Attorneys Flint Taylor (left) and Michael Laux Brian Chilson

It’s been four years since Eugene Ellison, 67, was shot to death by two LRPD officers in his apartment near the corner of Col. Glenn and University Ave. At a press conference held Tuesday night at a Little Rock church, Ellison’s sons and their attorneys marked the anniversary of Eugene Ellison’s death by laying out details of the case that they believe suggest the Little Rock Police Department may have covered up important information about Ellison’s shooting — information that’s only come to light since Troy and Eugene Ellison filed a federal civil rights lawsuit in Oct. 2011. Their attorney, who will argue against an “qualified immunity” appeal in the case before the 8th Circuit Court of Appeals later this week, says the Ellison shooting fits a pattern seen in police use of force cases nationwide. 
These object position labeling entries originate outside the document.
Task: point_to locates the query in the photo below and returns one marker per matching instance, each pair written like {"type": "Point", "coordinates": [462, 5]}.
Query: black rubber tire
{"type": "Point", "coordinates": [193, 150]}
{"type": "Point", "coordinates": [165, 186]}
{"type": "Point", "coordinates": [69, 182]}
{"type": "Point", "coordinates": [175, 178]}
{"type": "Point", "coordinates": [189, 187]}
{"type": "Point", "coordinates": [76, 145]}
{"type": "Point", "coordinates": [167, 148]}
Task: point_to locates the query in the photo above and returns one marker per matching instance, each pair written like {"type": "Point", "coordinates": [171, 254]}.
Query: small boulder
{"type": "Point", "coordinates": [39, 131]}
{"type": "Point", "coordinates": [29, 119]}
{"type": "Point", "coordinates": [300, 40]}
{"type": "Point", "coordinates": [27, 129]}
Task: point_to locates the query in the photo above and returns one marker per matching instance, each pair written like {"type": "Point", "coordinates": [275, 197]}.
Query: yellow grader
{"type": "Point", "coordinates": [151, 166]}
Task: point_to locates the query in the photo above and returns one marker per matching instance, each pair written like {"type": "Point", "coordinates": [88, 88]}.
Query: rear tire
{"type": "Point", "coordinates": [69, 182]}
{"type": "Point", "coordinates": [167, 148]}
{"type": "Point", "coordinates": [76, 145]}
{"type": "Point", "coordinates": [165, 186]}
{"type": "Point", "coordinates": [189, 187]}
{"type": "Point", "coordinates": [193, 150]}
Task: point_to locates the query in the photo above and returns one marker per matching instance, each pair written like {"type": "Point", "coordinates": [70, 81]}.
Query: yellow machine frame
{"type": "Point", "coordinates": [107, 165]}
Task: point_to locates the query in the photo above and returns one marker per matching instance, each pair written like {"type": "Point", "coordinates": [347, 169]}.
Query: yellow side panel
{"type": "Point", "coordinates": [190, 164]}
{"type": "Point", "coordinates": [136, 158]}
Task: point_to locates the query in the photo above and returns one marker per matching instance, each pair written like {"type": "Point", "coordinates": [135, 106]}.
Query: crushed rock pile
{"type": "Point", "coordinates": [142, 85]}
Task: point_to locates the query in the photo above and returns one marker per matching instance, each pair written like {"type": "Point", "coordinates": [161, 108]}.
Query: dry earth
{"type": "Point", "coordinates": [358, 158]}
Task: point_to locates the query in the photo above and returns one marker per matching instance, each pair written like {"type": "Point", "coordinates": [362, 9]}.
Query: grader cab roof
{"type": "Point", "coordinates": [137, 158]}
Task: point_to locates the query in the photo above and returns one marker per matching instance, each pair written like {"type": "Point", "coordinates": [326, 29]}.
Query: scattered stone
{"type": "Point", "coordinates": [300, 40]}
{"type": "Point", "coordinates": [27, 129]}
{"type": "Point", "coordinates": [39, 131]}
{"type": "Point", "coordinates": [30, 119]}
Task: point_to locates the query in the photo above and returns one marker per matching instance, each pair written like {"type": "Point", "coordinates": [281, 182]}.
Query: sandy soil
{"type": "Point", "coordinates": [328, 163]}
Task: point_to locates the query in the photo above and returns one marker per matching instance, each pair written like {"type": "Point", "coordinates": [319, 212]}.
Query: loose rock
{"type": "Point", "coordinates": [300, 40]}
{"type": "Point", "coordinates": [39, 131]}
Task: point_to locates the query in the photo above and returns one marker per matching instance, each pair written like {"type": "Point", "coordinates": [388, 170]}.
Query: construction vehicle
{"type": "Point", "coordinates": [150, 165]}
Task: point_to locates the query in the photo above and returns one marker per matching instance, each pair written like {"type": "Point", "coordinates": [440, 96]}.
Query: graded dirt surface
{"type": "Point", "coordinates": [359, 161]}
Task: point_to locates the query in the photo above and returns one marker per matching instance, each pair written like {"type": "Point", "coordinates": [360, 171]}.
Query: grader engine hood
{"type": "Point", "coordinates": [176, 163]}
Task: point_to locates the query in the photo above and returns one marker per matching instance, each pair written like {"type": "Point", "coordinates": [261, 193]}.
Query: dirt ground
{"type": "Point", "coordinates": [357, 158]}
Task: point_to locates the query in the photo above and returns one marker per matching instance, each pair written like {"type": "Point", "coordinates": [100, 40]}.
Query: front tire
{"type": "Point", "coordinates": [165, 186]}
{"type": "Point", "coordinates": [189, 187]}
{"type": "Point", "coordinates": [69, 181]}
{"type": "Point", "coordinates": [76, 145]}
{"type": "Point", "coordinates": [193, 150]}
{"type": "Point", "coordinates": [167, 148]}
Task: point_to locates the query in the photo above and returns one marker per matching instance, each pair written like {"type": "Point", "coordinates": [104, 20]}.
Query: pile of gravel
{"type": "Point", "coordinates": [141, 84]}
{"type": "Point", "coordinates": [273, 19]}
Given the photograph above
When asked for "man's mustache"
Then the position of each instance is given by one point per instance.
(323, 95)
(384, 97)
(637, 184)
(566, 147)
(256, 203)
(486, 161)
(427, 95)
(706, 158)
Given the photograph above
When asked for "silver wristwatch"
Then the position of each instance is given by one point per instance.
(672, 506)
LRPD officers Donna Lesher and Tabitha McCrillis were working off-duty security at Big Country Chateau apartments on Dec. 9, 2010 when they noticed Eugene Ellison’s door ajar. According to their account, after going in to check on Ellison’s welfare, Ellison became combative, struggling with Lesher and McCrillis and swinging his cane at them before Lesher shot him in the chest. At the time Lesher shot, she was on the balcony outside Ellison’s door, standing with McCrillis and two male officers who had arrived as backup.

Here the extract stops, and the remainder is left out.